The turbo unit may be of the type with fixed geometry (FGT) or of the type with variable geometry (VGT) and be provided with turbines to feed power back to crankshafts (turbo compound) or some other part of the power train. The vehicle may also be provided with a so-called ammonia slip catalyst (ASC) which the PM sensor may be situated upstream or downstream of.

There are thus a large number of possible locations for the PM sensor upstream of the particle filter.

Moreover, said second particle content has hitherto been referred to in relation to various requirements, but it may also be set, e.g. in jurisdictions where there are no

regulatory requirements, to a value determined by the

vehicle's manufacturer. It may for example be based on a value which provides assurance of good engine function.

Moreover, the present invention is exemplified above in relation to vehicles.
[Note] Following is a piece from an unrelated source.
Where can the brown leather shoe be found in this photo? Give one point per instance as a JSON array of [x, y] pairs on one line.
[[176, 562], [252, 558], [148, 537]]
The invention is nevertheless also applicable to any other means of transport/processes in which particle filter systems as above are applicable, e.g.

watercraft or aircraft with combustion processes as above.

Further embodiments of the method and system according to the invention are referred to in the attached claims.

It should also be noted that the system may be modified according to different embodiments of the method according to the invention (and vice versa) and that the present invention is in no way restricted to the embodiments described above of the method according to the invention, but relates to and comprises all embodiments within the protective scope of the attached independent claims.